Access to leniency submissions has been a topic of considerable practical and academic interest in recent times. In addition to the Pfleiderer judgment, there was the recent amicus curiae observation made to the UK High Court in the context of a damages action brought by National Grid, a UK utility company, against a number of companies found to have participated in the Gas Insulated Switchgear cartel. Here, the European Commission argued vehemently that giving damages claimants access to leniency submissions—especially oral statements—could have a detrimental impact on leniency programmes.Despite the fact that the ruling of the Bonn Court only defines the legal situation in Germany, it is possible that it may have some influence on the UK High Court’s decision on whether to disclose leniency documents or not. It may also influence the development of the law in other EU Member States. This issue is of some practical importance given the undesirable prospect of conflicting judgments in the European Union.
The decision of the Bonn Court does not bar all access to potentially useful incriminating documents; the Court ruled that access can be provided to documents that have not been provided voluntarily to the antitrust authority, i.e., documents that were already in the possession of cartelists and therefore ran the danger of being confiscated.
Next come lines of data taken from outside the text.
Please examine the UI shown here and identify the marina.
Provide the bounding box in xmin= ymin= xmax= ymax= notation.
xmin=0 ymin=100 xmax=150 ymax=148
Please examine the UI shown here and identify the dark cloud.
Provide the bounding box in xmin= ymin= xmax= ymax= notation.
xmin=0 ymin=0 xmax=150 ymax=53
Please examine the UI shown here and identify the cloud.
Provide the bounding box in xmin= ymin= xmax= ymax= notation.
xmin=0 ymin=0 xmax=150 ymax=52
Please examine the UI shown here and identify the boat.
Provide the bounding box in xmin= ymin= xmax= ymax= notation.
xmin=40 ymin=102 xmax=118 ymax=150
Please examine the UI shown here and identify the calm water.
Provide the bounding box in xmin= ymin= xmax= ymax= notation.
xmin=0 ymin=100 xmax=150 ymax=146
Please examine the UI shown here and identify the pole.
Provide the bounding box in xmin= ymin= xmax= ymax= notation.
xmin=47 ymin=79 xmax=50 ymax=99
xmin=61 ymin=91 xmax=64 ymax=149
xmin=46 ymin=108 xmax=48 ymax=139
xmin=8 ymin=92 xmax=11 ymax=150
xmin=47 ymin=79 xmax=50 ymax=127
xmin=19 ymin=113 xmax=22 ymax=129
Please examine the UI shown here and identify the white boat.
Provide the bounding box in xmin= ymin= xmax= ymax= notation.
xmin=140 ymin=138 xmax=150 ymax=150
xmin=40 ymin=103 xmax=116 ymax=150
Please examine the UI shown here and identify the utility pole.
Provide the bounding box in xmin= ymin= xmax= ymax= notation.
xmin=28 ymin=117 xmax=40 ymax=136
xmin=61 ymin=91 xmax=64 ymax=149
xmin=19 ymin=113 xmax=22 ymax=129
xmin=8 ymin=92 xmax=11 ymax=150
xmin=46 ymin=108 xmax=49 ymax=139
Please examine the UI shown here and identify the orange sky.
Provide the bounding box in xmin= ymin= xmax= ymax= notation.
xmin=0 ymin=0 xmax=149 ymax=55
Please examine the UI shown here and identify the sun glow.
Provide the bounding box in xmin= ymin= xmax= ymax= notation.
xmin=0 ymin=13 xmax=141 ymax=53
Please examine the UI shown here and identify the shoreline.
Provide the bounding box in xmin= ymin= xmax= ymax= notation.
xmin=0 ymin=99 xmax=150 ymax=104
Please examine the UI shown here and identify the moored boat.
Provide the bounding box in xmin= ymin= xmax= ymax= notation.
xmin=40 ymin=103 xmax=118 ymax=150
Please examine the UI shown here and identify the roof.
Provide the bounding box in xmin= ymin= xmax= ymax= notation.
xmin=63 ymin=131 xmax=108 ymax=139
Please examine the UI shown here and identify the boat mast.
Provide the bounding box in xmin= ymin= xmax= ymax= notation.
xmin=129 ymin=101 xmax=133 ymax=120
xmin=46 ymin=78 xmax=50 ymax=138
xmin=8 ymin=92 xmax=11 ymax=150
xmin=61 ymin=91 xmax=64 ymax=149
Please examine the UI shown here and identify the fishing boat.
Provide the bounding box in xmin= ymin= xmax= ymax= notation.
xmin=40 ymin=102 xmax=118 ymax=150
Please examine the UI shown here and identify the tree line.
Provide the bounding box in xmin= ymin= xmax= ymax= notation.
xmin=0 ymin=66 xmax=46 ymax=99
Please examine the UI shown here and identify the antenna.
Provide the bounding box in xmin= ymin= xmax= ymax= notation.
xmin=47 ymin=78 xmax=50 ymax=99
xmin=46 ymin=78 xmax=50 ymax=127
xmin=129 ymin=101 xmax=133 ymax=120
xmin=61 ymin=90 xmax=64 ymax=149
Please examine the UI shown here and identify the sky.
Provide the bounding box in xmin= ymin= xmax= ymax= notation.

On a practical level, it should also be remembered that leniency documents are not the only source of evidence in a damages claim. Witness evidence and pre-existing documents are also extremely valuable.
The decision has been welcomed by the FCO and may provide some comfort for other antitrust authorities that operate leniency programmes. Competition authorities have frequently voiced their fears that potential leniency applicants would not apply for leniency programmes if confidential documents can later be handed to damages claimants.
The decision can be seen as a setback for potential damages claimants and a victory for the German competition authority. Given the risk of inconsistency of results at the national level in other countries, however, companies doing business in the European Union are urged strongly to follow developments in this area. At EU level, the European Commission is planning to legislate this year to ensure that sensitive leniency documents do not fall into the hands of damages claimants; the legislative proposal on antitrust damages actions is scheduled for June 2012.